Isn’t that what the apostle Paul was talking about in his words to us from the letter to the Philippians? He was warning us about not listening to people who say false things about the Bible, because in his love he doesn’t want us to get tripped up by the hassles of life and forget that our citizenship is in heaven — and that someday we will get to live there. And isn’t that what was shown by our Savior in the Gospel reading for the day, when in his love he resolved to go to Jerusalem to suffer and die for us, despite the fact that he was warned that Herod wanted to kill him and that so many of his own people would reject him, even though he wanted to gather them to himself as a hen gathers her chicks under her wings? And isn’t that exactly what we sang with thanks and joy about the love of our Lord in our opening hymn, “He stood before the court On trial instead of us; He met its power to hurt, Condemned to face the cross.” And isn’t that why you and I sang what we sang in that hymn before the sermon about what the Lord in his love will do for us on our last day, “Lord, let at last your angels come to Abram’s bosom bear me home That I may die unfearing.”
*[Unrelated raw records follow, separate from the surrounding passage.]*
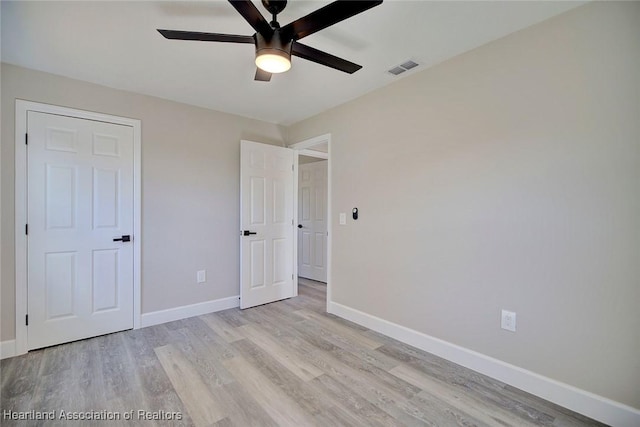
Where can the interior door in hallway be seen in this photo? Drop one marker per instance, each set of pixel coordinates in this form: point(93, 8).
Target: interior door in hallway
point(80, 221)
point(312, 219)
point(266, 219)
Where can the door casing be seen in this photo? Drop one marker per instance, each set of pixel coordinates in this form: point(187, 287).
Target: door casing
point(22, 107)
point(305, 148)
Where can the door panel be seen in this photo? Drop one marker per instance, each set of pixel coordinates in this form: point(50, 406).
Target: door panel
point(312, 213)
point(80, 197)
point(266, 209)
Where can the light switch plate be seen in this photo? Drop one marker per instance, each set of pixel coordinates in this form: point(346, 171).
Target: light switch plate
point(508, 321)
point(202, 276)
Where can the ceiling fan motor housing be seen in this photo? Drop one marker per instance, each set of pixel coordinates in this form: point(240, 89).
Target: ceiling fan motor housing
point(274, 46)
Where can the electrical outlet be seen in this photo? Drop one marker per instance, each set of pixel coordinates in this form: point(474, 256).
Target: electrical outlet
point(202, 276)
point(508, 321)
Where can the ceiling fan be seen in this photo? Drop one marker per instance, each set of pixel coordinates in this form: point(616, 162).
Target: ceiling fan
point(274, 44)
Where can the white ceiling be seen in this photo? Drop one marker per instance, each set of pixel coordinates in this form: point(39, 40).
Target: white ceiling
point(115, 44)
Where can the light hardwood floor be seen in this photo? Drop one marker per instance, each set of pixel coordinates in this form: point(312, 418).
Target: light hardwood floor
point(282, 364)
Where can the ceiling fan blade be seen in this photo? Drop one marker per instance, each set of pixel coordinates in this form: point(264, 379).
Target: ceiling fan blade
point(205, 37)
point(253, 16)
point(325, 17)
point(323, 58)
point(262, 76)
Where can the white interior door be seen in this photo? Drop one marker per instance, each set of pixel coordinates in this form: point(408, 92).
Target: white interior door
point(266, 219)
point(312, 219)
point(80, 198)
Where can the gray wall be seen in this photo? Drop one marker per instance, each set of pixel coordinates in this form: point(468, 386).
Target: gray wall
point(190, 187)
point(507, 177)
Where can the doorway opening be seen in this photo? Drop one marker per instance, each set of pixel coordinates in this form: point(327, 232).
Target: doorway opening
point(312, 210)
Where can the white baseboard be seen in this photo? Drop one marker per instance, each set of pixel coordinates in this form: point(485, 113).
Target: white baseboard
point(171, 314)
point(581, 401)
point(7, 349)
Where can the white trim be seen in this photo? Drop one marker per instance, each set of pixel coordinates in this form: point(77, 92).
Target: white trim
point(313, 153)
point(186, 311)
point(7, 349)
point(301, 148)
point(21, 341)
point(573, 398)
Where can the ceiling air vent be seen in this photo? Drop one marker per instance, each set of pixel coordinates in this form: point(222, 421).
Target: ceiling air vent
point(403, 67)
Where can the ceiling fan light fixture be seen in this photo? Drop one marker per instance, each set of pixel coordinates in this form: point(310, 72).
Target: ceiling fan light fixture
point(272, 55)
point(273, 60)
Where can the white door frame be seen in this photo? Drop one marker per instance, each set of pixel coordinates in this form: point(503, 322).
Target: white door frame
point(303, 148)
point(21, 206)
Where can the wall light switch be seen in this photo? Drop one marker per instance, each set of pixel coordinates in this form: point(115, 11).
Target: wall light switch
point(508, 321)
point(202, 276)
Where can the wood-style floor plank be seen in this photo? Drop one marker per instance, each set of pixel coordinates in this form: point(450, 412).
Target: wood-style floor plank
point(285, 363)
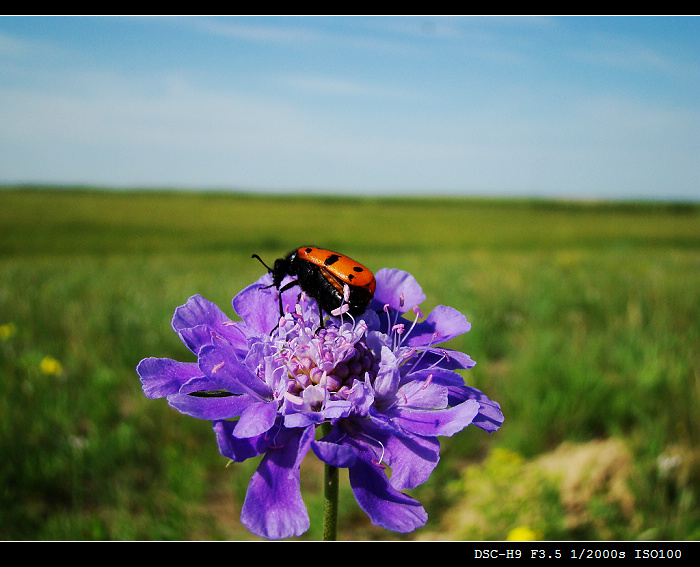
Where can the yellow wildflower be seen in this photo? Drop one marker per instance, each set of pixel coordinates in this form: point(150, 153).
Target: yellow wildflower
point(50, 366)
point(7, 331)
point(523, 533)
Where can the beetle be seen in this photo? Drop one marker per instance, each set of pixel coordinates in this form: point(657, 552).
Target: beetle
point(322, 275)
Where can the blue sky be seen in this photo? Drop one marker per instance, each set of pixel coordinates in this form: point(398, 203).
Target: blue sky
point(537, 106)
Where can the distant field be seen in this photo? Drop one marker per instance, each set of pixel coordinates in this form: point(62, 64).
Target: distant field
point(585, 325)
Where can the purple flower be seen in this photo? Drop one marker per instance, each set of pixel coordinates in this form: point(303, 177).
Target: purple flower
point(381, 380)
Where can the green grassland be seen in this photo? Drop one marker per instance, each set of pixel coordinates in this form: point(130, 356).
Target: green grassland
point(585, 327)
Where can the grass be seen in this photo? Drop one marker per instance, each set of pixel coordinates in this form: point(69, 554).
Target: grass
point(584, 326)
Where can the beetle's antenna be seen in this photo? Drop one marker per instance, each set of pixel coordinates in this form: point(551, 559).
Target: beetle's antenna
point(263, 263)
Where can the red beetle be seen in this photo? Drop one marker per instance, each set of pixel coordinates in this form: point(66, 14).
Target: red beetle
point(322, 275)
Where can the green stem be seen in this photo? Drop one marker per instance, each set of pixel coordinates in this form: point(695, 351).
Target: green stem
point(330, 492)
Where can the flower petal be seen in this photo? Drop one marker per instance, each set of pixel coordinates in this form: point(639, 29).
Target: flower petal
point(161, 377)
point(198, 319)
point(433, 423)
point(238, 449)
point(442, 324)
point(412, 459)
point(273, 507)
point(256, 419)
point(221, 365)
point(210, 408)
point(334, 454)
point(385, 506)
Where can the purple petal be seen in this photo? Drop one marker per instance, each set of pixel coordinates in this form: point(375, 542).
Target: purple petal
point(236, 449)
point(210, 408)
point(398, 289)
point(222, 366)
point(258, 307)
point(490, 416)
point(412, 459)
point(435, 423)
point(385, 506)
point(423, 394)
point(161, 377)
point(273, 507)
point(443, 323)
point(334, 454)
point(199, 319)
point(256, 419)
Dear friends, speaking about Shiloh is a true and a needed thing. It’s true that we need to confess what we have done wrong, and it’s true that God sent his Son so that through his work you and I could be looked upon as having done everything right. And it’s needed, because there is no other way to enjoy being alive right now than by treasuring the life and death of Jesus, and it’s needed because there is no other way to know that everything will be okay when the angels come to take us home to enjoy a life with Jesus forever. The real Civil War of our sins and our death and the devil against our Lord Jesus has long since been won – by our Lord Jesus. Listening to God speak about Shiloh in his Word is the way to know that Shiloh — for the sake of Jesus, our true and needed Savior — will never, praise God, happen to us. Hopefully that will make us want to be speaking about – and hearing about — Shiloh all the more all the time. Amen.